In this preliminary analysis of an ongoing Phase II trial that involved three doses (100 mg twice daily, 200 mg twice daily and 600 mg once daily), treatment with INCB39110 at doses of 200 mg twice daily and 600 mg once daily provided meaningful improvements in MF-related symptoms, including symptoms associated with splenomegaly. At week 12, 22.2 percent, 34.9 percent, and 50.0 percent of patients in the 100 mg twice daily, 200 mg twice daily, and 600 mg once daily dose groups, respectively, achieved at least a 50 percent improvement from baseline in their total symptom score (the primary endpoint); median percentage improvements from baseline at this time point were 28.5 percent, 45.8 percent, and 76.8 percent, respectively, across dose groups. Reductions in spleen volume were modest, with median percentage changes from baseline to week 12 of 5.0 percent, -14.1 percent, and -9.9 percent, respectively, across dose groups.

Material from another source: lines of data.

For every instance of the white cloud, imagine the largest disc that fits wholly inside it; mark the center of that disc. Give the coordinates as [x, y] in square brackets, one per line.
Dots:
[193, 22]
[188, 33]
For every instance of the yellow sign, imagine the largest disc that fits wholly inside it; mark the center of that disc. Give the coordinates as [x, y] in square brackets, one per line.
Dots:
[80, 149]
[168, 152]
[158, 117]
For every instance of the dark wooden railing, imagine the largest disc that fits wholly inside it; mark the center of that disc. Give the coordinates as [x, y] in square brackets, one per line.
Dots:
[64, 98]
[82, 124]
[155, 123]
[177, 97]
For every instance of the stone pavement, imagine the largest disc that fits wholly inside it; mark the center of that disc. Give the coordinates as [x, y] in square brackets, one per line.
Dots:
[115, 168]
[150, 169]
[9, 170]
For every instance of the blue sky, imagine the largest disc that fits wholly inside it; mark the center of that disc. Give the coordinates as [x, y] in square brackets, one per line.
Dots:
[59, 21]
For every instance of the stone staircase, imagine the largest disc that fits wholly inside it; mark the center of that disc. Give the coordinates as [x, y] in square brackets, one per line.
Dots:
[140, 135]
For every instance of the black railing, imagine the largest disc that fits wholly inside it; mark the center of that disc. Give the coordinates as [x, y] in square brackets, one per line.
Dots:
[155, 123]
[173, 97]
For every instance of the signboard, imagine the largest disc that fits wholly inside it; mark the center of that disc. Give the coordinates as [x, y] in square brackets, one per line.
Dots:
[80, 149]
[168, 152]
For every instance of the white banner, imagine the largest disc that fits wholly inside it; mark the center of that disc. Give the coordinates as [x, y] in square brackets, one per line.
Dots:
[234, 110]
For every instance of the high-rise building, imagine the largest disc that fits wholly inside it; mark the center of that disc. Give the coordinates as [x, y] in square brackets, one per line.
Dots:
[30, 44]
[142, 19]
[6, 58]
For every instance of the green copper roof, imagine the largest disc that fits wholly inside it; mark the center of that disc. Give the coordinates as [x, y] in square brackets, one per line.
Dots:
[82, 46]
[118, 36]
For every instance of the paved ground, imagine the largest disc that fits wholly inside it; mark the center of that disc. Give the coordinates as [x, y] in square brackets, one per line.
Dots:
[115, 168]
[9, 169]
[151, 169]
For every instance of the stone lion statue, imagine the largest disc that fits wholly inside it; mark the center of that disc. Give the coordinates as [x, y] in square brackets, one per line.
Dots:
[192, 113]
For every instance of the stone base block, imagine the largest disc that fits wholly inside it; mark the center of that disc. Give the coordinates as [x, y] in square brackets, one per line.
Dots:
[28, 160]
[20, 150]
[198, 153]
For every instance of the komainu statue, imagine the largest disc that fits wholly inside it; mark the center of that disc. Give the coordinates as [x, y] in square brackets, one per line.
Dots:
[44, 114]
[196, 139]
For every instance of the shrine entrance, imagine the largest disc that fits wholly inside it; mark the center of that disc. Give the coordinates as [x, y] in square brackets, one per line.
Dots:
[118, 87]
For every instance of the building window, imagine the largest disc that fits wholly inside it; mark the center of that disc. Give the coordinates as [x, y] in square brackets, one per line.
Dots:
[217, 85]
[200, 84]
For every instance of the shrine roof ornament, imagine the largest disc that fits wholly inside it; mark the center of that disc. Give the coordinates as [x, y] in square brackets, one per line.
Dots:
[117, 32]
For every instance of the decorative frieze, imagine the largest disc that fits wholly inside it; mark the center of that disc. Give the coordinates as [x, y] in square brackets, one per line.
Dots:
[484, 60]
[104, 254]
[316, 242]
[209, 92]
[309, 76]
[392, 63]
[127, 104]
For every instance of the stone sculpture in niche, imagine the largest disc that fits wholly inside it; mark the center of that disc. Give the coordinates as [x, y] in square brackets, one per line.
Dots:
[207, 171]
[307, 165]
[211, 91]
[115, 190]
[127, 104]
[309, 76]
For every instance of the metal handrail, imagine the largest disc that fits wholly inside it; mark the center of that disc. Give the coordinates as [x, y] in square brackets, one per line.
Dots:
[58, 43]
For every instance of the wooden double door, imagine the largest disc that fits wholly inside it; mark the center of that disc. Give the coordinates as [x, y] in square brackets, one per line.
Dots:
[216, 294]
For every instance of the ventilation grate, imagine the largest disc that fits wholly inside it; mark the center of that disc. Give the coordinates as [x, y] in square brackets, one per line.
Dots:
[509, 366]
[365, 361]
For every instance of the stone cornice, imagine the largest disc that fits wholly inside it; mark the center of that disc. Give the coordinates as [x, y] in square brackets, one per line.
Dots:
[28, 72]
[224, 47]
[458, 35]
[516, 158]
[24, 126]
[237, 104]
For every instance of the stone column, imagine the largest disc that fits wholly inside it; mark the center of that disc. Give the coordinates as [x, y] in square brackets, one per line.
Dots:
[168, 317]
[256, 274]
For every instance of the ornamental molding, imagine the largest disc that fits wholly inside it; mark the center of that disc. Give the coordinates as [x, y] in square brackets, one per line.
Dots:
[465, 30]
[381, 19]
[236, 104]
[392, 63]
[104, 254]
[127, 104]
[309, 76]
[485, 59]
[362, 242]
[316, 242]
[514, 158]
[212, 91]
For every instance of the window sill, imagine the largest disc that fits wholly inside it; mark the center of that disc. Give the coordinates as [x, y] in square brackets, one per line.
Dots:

The most common hematologic adverse events, regardless of causality, were anemia and thrombocytopenia, and the most common non-hematologic adverse events were fatigue, constipation and nausea. In comparison to JAK1/JAK2 inhibitors and JAK2 inhibitors, the findings from this analysis suggest that JAK1 inhibition may result in less myelosuppression. In patients not receiving post-baseline transfusions, mean hemoglobin levels in each dose group increased by week 2 and remained approximately 0.5 to 1.0 g/dL above baseline through week 12.
To access the presentation:
ASH 2013 - Mascarenhas
“With the interim analysis of this trial combined with data from two other proof-of-concept trials in rheumatoid arthritis and psoriasis, we have a better understanding of JAK1 as a disease target, and we’re using this knowledge to focus the development of our broad portfolio of JAK1 inhibitors,” stated Richard S. Levy, M.D., Incyte’s Executive Vice President and Chief Drug Development and Medical Officer. “We are taking INCB39110, our most advanced JAK1 inhibitor, forward initially in solid tumors, starting with combinations that may not be as well-tolerated with a JAK1/JAK2 inhibitor as a result of the potential myelosuppressive effect of JAK2 inhibition.”